10 Times Your Nonprofit Needs a Lawyer
- You want to hire a member of the Board of Directors as an employee or buy goods or services from a director.
Executive compensation and conflicts of interest are “hot” issues with the IRS and state attorneys general. Many nonprofits underestimate the risks of doing it wrong and don’t know how to do it right.
- You want to go into business with a for-profit company.
“Joint Ventures” with for-profits are another area of IRS scrutiny. Any business agreement with a for-profit must be at fair-market value, and the nonprofit must exercise sufficient control to ensure that its charitable mission remains the primary objective.
- You are considering a merger, sale, spin-off, conversion to for-profit, liquidation or any transformation of organization’s structure.
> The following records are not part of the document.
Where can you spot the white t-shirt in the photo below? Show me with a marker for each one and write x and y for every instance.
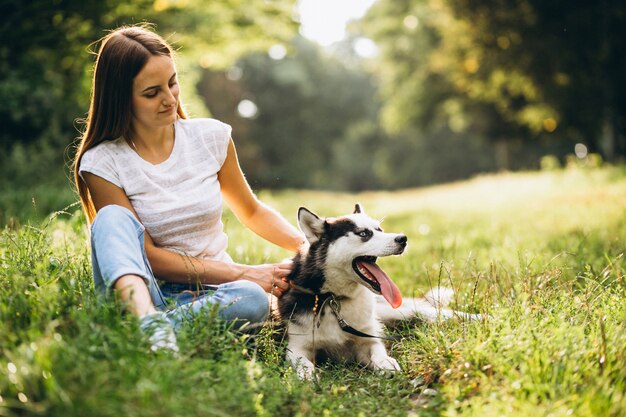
(179, 200)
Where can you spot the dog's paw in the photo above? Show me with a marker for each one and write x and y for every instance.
(306, 373)
(385, 364)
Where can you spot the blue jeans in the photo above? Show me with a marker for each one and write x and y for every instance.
(117, 249)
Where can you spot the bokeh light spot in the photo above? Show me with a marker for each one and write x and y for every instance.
(247, 109)
(549, 125)
(411, 22)
(581, 151)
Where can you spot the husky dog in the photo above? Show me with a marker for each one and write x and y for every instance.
(339, 295)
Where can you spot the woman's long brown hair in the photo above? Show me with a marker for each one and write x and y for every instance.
(122, 54)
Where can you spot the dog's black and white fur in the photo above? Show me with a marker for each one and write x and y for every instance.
(336, 283)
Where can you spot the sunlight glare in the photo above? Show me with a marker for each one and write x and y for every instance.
(365, 48)
(324, 21)
(247, 109)
(581, 151)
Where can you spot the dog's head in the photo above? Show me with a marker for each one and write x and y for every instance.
(354, 242)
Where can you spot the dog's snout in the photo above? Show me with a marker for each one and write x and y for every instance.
(401, 239)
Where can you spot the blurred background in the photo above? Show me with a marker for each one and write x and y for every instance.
(333, 95)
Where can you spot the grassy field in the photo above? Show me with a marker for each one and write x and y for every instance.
(540, 253)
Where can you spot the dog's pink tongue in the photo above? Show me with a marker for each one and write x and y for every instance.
(387, 287)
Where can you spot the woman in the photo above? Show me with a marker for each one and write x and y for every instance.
(151, 183)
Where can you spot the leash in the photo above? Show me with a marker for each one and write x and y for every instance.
(336, 309)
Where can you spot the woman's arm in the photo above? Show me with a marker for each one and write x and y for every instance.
(258, 217)
(174, 267)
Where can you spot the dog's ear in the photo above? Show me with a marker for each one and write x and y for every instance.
(310, 224)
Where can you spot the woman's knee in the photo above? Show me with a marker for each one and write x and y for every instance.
(250, 303)
(112, 217)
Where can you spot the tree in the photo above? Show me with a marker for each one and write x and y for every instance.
(511, 72)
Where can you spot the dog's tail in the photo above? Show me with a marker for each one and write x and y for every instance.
(431, 307)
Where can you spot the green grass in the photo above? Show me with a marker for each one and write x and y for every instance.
(540, 253)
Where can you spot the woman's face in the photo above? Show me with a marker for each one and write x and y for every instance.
(155, 93)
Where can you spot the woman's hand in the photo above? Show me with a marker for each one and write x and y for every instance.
(271, 277)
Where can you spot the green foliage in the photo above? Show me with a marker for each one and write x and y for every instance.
(45, 75)
(504, 71)
(316, 123)
(540, 254)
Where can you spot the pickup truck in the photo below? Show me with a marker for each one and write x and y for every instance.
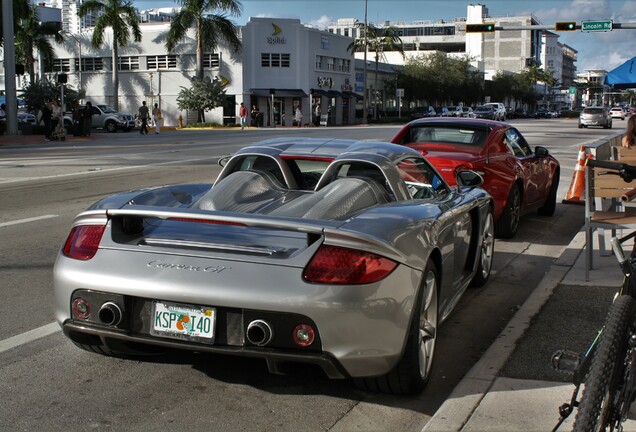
(105, 117)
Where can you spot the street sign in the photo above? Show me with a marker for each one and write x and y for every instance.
(605, 25)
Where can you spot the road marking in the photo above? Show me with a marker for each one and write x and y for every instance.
(3, 224)
(30, 336)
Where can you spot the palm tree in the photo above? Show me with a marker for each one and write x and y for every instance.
(32, 34)
(121, 17)
(20, 11)
(377, 40)
(210, 28)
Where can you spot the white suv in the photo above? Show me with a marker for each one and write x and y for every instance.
(500, 110)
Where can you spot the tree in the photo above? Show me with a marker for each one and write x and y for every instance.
(210, 28)
(204, 94)
(121, 17)
(37, 92)
(378, 40)
(33, 35)
(422, 80)
(20, 11)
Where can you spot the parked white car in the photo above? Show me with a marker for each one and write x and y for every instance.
(617, 112)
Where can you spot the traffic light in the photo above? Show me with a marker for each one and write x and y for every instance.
(565, 26)
(480, 28)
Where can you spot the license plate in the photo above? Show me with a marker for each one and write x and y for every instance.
(182, 321)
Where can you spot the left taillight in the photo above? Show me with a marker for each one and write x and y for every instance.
(343, 266)
(83, 241)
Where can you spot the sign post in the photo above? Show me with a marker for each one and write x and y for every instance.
(594, 26)
(400, 94)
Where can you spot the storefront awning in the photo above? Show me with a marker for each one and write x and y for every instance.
(352, 94)
(320, 92)
(278, 92)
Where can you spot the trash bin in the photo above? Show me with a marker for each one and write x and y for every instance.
(25, 128)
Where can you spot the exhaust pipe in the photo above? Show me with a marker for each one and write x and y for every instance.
(110, 314)
(259, 333)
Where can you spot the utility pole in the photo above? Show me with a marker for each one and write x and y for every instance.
(11, 100)
(366, 47)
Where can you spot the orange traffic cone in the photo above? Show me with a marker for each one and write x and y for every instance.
(578, 181)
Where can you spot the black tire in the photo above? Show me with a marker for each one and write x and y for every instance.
(413, 370)
(486, 252)
(601, 402)
(549, 207)
(506, 226)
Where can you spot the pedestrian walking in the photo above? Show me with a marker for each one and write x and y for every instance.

An experienced lawyer can anticipate, negotiate and prevent problems that might appear late in the deal. Don’t wait until the end and then ask the lawyer to just “draw up the papers.”
- You want to revise your by-laws.
Don’t grab a form off the internet or make changes to one section without checking the impact of those changes on the rest of the by-laws – you will end up with a messy soup, impossible to understand, or put into practice. By-laws should be clear and unambiguous – when there is a dispute on the Board the by-laws will be the road map to resolution; but if the by-laws are impenetrable, resolution is more difficult. A lawyer can help you draft clear by-laws that reflect current law and the organization’s practice. And, don’t forget that the certificate of incorporation must work seamlessly with the by-laws.
- Your organization is about to enter into a major contract.
While you can probably handle a copier lease on your own, any material contract should be negotiated and reviewed by a lawyer. Whether a contract is “material” depends on the size and sophistication of the organization— a material contract can be any one that is significant for the organization, based on its subject matter, cost or time commitment, type of work to be done, or terms of payment or performance.
- Your organization plans to engage in lobbying or political activity.
Nonprofit organizations are prohibited from engaging in any political campaigning activity; violating this prohibition may result in denial or revocation of tax-exempt status and the imposition of certain excise taxes. Lobbying and certain issue-education activities are permitted, but must be structured carefully to avoid running afoul of IRS regulations.
- Your organization is about to receive a major endowed gift or has questions about or wants to modify the terms of an endowment.
Investment, management, and expenditure of endowments are all governed by the Uniform Prudent Management of Institutional Funds Act (“UPMIFA”). As its name suggests, the law raises more questions than in answers. Seek legal advice before taking action involving an endowment.
- Your organization wants to scale up a nifty idea, program or technology that it has developed by licensing it to others.
Licensing intellectual property can be a good source of income for a nonprofit organization, but the license agreement should be drafted by an attorney familiar with the issues these agreements present.
- You need help with employee issues.
Particular problem areas include new federal overtime rules, worker classification, fringe benefits, officer compensation, employee expense reimbursements, unhappy employees, unpaid interns, employment discrimination.
- Any time a suit is threatened (or filed) against the organization or its Board of Directors.
This should go without saying, but you’d be surprised how many organizations try to go it alone. In some cases insurance (General Commercial, Directors and Officers, Employment Practices…) should cover defense costs.